I know about what happens in prisons from a primary source. For 20 years I’ve been corresponding with a wrongfully incarcerated woman who sleeps on a plastic pallet with a thin mattress in a cell shared with other women, some violent, who come and go. She cooks ramen noodles and other food in her cell to avoid high-carb, sometimes disgusting meals. She has no privacy, earns pennies for the work she does, is alert to danger. She is a model prisoner who received an associate’s degree while in jail, leads healing groups, and helps other prisoners win complaint cases, but parole keeps being denied. She tells me infuriating, sad stories about botched surgeries, medical malpractice, rape and other forms of violence.
That kind of thing is pervasive in prisons and it’s why the largest prison strike in U.S. history occurred in August, with inmates in over 14 states participating in work strikes, commissary boycotts, sit-ins, and hunger strikes calling for their humanity and rights to be recognized, while prison officials and guards did everything they could to suppress the dissent.
“The kind of rebellion demonstrated in these strikes increasingly appears justified,” James Kilgore wrote in a recent Truthout article https://truthout.org/authors/james-kilgore/ . Knowledge of prison abuse was heightened recently with the use of prisoners to fight the massive fires in California – for about 12 cents an hour. It’s only one example of the kind of “slave labor” prisoners endure.

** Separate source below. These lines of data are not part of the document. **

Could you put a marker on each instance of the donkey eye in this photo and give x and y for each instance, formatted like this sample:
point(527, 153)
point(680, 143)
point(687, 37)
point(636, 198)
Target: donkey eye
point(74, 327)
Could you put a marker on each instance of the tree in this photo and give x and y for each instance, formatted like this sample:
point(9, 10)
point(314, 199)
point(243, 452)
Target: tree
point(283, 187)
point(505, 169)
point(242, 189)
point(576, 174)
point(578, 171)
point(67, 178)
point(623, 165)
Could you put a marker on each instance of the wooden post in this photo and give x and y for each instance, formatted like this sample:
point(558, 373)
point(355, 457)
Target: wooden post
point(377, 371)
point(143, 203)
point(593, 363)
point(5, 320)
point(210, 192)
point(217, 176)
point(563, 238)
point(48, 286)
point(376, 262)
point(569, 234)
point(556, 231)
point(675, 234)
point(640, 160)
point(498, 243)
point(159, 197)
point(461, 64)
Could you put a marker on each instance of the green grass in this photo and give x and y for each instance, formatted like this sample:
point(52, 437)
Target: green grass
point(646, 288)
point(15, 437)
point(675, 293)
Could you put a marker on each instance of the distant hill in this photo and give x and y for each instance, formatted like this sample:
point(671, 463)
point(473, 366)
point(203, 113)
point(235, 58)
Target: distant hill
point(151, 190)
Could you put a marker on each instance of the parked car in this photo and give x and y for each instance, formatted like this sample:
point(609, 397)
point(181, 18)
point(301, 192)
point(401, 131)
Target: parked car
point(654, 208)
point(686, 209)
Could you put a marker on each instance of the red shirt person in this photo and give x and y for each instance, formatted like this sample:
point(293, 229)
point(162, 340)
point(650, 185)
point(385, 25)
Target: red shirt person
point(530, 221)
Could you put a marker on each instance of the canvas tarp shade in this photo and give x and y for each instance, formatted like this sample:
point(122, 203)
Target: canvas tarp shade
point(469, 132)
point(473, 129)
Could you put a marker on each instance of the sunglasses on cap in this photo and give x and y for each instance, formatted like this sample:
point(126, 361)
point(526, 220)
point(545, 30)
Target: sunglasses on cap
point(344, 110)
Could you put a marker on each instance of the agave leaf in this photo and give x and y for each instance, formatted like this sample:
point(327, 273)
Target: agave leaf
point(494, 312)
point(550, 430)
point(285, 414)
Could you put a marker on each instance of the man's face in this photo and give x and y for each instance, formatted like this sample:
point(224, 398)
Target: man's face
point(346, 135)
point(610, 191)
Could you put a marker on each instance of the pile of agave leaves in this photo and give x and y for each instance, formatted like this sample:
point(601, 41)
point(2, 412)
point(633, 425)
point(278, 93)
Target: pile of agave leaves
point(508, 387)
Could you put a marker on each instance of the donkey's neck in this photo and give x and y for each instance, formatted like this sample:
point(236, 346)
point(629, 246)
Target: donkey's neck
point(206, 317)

Organizations of currently or formerly incarcerated people, including Just Leadership and the National Council of Formerly Incarcerated Women and Girls, have joined in the movement for prison reform. Solidarity is also coming from prisoners and advocates in other countries, perhaps most notably by a group of Palestinian political prisoners. Mainstream media is finally paying attention reporting on prison conditions and prisoner demands.
Along with prison reform comes the issue of capital punishment, highlighted by cases like that of Marcellus Williams, a black man who at this writing is scheduled to be executed in Missouri despite the fact that DNA evidence supports his innocence. Blacks are executed at a significantly disproportionate rate to their share of overall population.
So far this year 16 people have been executed by lethal injection in one of the 31 states that allow the death penalty. Since 1976 when the Supreme Court reinstated capital punishment, there have been almost 1500 executions. That puts us right up there with China and Iran.
The thing is, the majority of Americans are against state sanctioned execution. Sixty percent of them don’t see it as a deterrent to murder, and 40 percent say it violates their moral beliefs. Even survivors of someone who was murdered are against capital punishment.
Some years ago, in an article I wrote about women in the forefront of the movement to abolish capital punishment, I said that botched executions, pharmaceutical companies refusing to provide drugs for use in executions, and an increasing number of exonerations had led to a growing awareness of the fatal flaws in the criminal justice system overall, and the inhumanity of state-sanctioned killing.
The late Supreme Court justice Antonin Scalia was troubled, in a case that came before him, by a condemned inmate whose case had gone on for more than 30 years. Similarly, a federal judge in California, at the same time, declared the state’s death penalty system to be “plagued by inordinate and unpredictable delay,” violating the Eighth Amendment banning cruel and unusual punishment. The judge called California’s system “antithetical to any civilized notion of just punishment.”
Since the 1970s, DNA testing has resulted in hundreds of prisoners having their death row convictions overturned. Law enforcement officials ranging from police chiefs to county sheriffs have stated their opposition to capital punishment because it doesn’t act as a deterrent, whereas reducing drug problems and fostering an economic system that provides work, does. Others argue against the death penalty because it is more expensive than a life sentence. And religious leaders have opposed capital punishment because of their “belief in the sacredness of human life and in the human capacity for change,” as 1,000 of them wrote in an open letter to America.
In August, Nebraska executed a man named Carey Moore for a crime he committed in 1979. It was the first execution in that state in more than two decades. The German pharmaceutical company that makes one of the drugs used in the execution tried to stop the use of their product, to no avail.
Clearly, it’s time to revisit prison reform and capital punishment. Let’s hope a new administration will be humane enough to do that.